3. Entropy of Functions of a Random Variable
Let X be a discrete random variable. Show that H(g(X)) ≤ H(X). This is intuitive: a function cannot create new information; it can only reduce or maintain uncertainty.
Proof steps:
- H(X, g(X)) = H(X) + H(g(X) | X) = H(X) because g(X) is determined by X.
- Also H(X, g(X)) = H(g(X)) + H(X | g(X)) ≥ H(g(X)) because H(X | g(X)) ≥ 0.
- Thus H(X) ≥ H(g(X)).
This result is used in machine learning feature engineering and data compression.

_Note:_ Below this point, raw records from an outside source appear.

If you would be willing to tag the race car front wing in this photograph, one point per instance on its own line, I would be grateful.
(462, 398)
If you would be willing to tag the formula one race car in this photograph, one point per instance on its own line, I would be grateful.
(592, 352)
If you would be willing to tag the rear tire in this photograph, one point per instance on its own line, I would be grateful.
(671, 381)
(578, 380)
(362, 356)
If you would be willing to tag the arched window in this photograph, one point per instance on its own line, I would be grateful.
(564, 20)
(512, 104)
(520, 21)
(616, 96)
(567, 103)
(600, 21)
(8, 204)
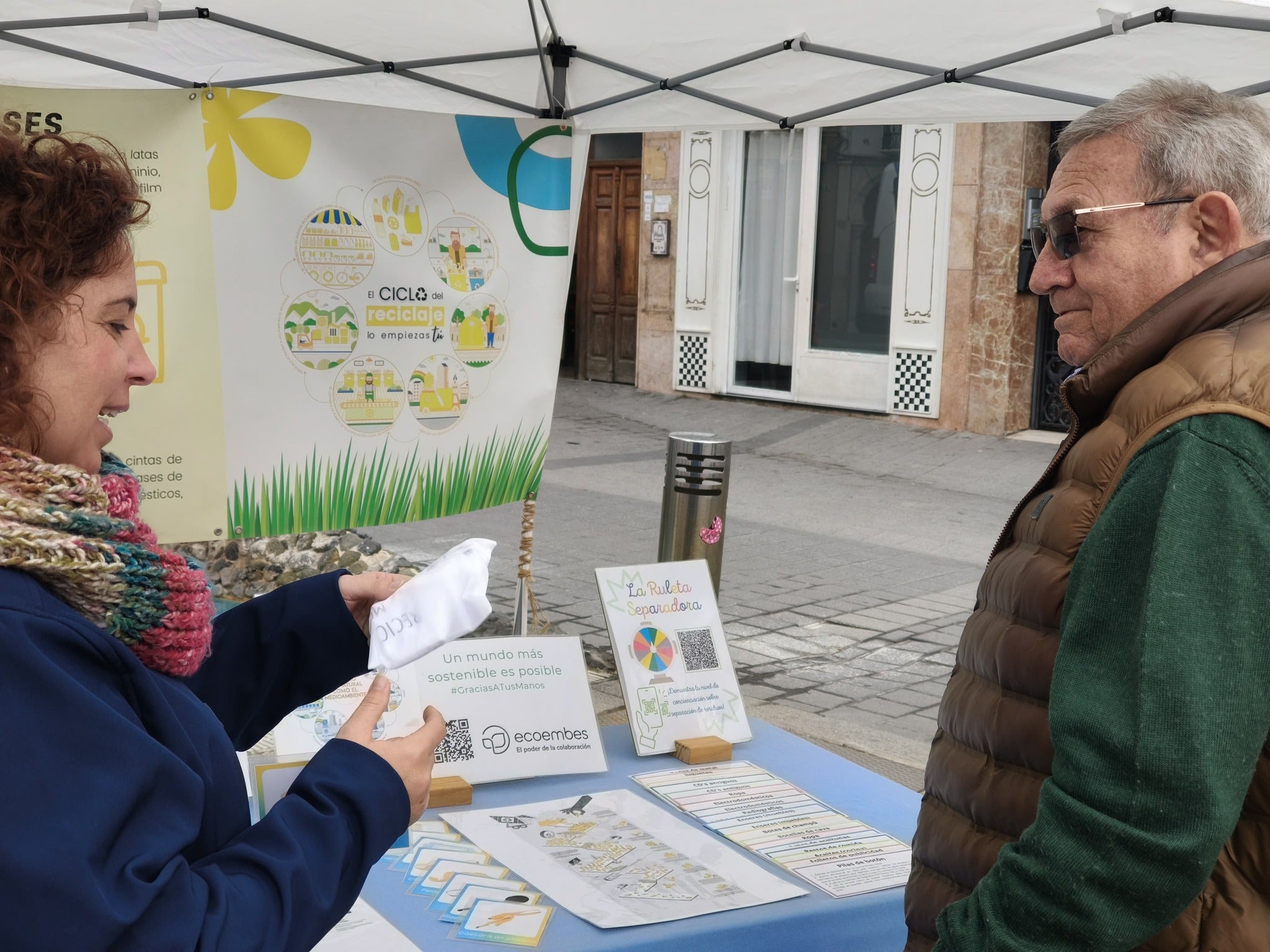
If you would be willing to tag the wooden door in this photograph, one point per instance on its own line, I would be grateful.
(609, 271)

4. Coin Flips: Geometric Distribution
A fair coin is flipped until first head. Let X be the number of flips. Then P(X=n) = (1/2)^n for n=1,2,... This is the geometric distribution with parameter 1/2. Its entropy H(X) = Σ (1/2)^n log2(2^n) = 2 bits. (You can compute using sum of n/2^n = 2.)
Efficient Questions
To determine X, we can ask yes-no questions like "Is X ≤ 2?" The optimal strategy is binary search, but since the distribution is geometric, a Huffman code gives expected length ≈ H(X) = 2 bits. This illustrates source coding and data compression used in streaming services.
5. Minimum Entropy
What is the minimum entropy over all probability distributions on n outcomes? Since entropy is nonnegative and concave, the minimum is 0, achieved when all probability mass is on one outcome (i.e., p_i=1 for some i, and 0 elsewhere). This corresponds to a deterministic variable.

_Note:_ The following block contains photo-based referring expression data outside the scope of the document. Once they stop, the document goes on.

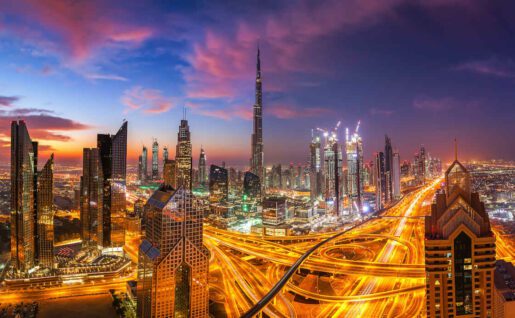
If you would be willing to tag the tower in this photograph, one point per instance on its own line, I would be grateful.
(256, 161)
(183, 157)
(113, 160)
(155, 160)
(173, 263)
(460, 251)
(23, 196)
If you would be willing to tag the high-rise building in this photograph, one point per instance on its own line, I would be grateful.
(91, 189)
(251, 185)
(315, 167)
(113, 159)
(355, 170)
(379, 167)
(388, 167)
(45, 213)
(396, 176)
(23, 195)
(218, 184)
(144, 164)
(202, 174)
(155, 160)
(169, 173)
(173, 263)
(257, 159)
(183, 156)
(460, 251)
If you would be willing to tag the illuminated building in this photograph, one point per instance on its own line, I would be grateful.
(396, 176)
(388, 167)
(144, 164)
(257, 157)
(91, 185)
(113, 160)
(460, 251)
(169, 173)
(155, 160)
(251, 185)
(315, 167)
(23, 184)
(45, 213)
(183, 157)
(218, 184)
(355, 170)
(202, 168)
(380, 181)
(173, 262)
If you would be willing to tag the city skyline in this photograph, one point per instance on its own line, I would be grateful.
(210, 71)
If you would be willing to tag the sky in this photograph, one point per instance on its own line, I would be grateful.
(423, 72)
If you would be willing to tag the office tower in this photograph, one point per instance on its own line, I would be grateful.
(165, 154)
(169, 173)
(218, 184)
(460, 251)
(355, 170)
(379, 167)
(396, 176)
(173, 263)
(420, 166)
(113, 160)
(251, 185)
(23, 185)
(257, 159)
(45, 213)
(91, 189)
(333, 171)
(388, 166)
(144, 165)
(183, 156)
(155, 160)
(315, 167)
(202, 168)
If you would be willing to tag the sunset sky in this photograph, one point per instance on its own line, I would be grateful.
(420, 71)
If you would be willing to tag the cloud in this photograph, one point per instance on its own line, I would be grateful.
(8, 101)
(492, 66)
(443, 104)
(150, 101)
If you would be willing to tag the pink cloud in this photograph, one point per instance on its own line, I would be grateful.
(150, 101)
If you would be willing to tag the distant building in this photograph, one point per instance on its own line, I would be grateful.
(169, 173)
(218, 184)
(45, 214)
(460, 251)
(183, 157)
(251, 185)
(155, 160)
(173, 263)
(91, 192)
(113, 159)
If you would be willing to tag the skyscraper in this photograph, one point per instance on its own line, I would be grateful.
(183, 157)
(155, 160)
(315, 167)
(257, 159)
(460, 251)
(113, 158)
(218, 184)
(45, 214)
(173, 263)
(144, 165)
(202, 168)
(396, 176)
(91, 197)
(23, 186)
(388, 164)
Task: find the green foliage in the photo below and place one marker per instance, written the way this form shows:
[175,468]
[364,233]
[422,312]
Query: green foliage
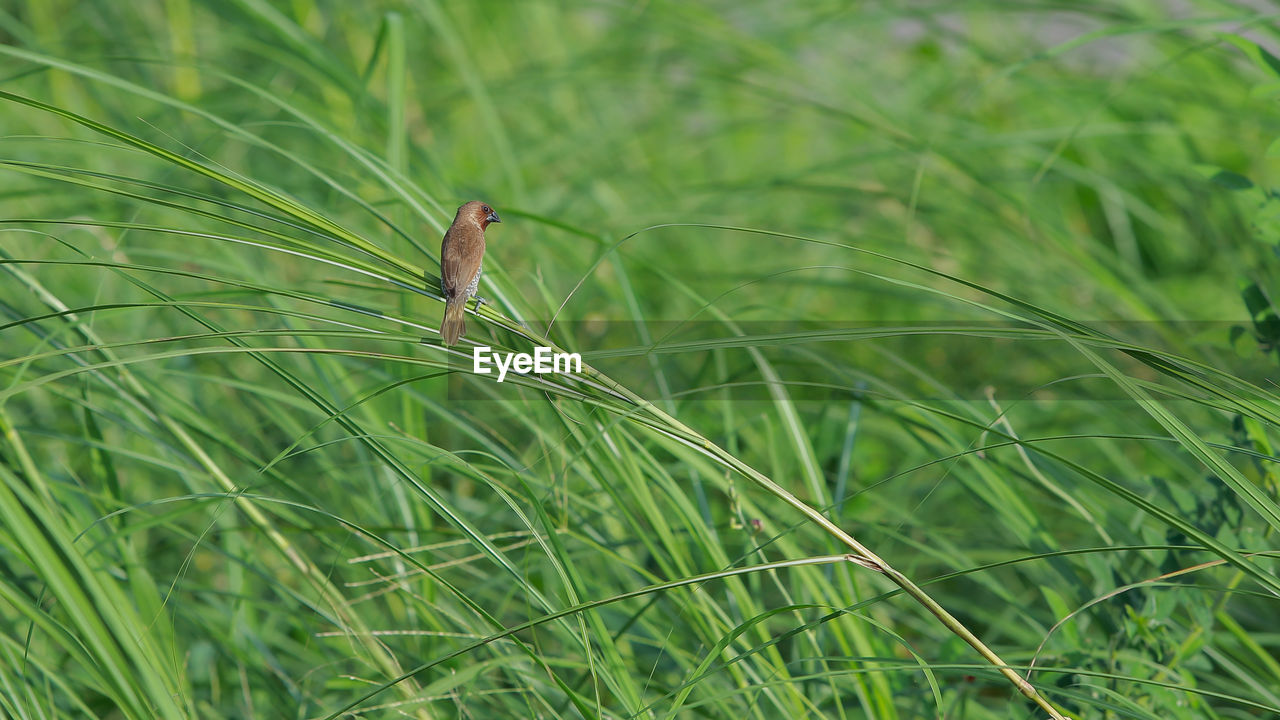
[983,299]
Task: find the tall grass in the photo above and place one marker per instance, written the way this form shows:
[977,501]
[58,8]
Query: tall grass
[929,361]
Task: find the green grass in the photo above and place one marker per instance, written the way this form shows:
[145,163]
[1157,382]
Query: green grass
[928,350]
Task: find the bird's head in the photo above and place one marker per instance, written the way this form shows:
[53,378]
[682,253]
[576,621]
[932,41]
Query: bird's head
[479,213]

6. Mixing Increases Entropy
Let p_i > 0. Show that entropy increases when you redistribute probability mass more evenly. For example, the distribution (p1, p2, ..., pm) has lower entropy than (p1, ..., pi-ε, ..., pj+ε, ...) if the latter is more uniform. This is a consequence of Jensen's inequality and explains why diversity increases entropy in ecosystems and investment portfolios.
7. Infinite Entropy (Bonus)
Can entropy be infinite? Yes, for a distribution that decays slowly. Consider P(X=n) = 1/(A n log^2 n) for n≥2. The constant A ensures sum to 1. Then H(X) = Σ P(n) log(1/P(n)) diverges because the sum of 1/(n log n) diverges. This is a theoretical curiosity but important for understanding heavy-tailed distributions in network traffic and social media virality.
Conclusion
Entropy is a powerful tool in information theory, with applications from error-correcting codes to machine learning. By mastering these concepts, you'll be well-prepared for homework solutions and exam success in courses like Ee276. Keep practicing with problem sets and tutorials to deepen your understanding.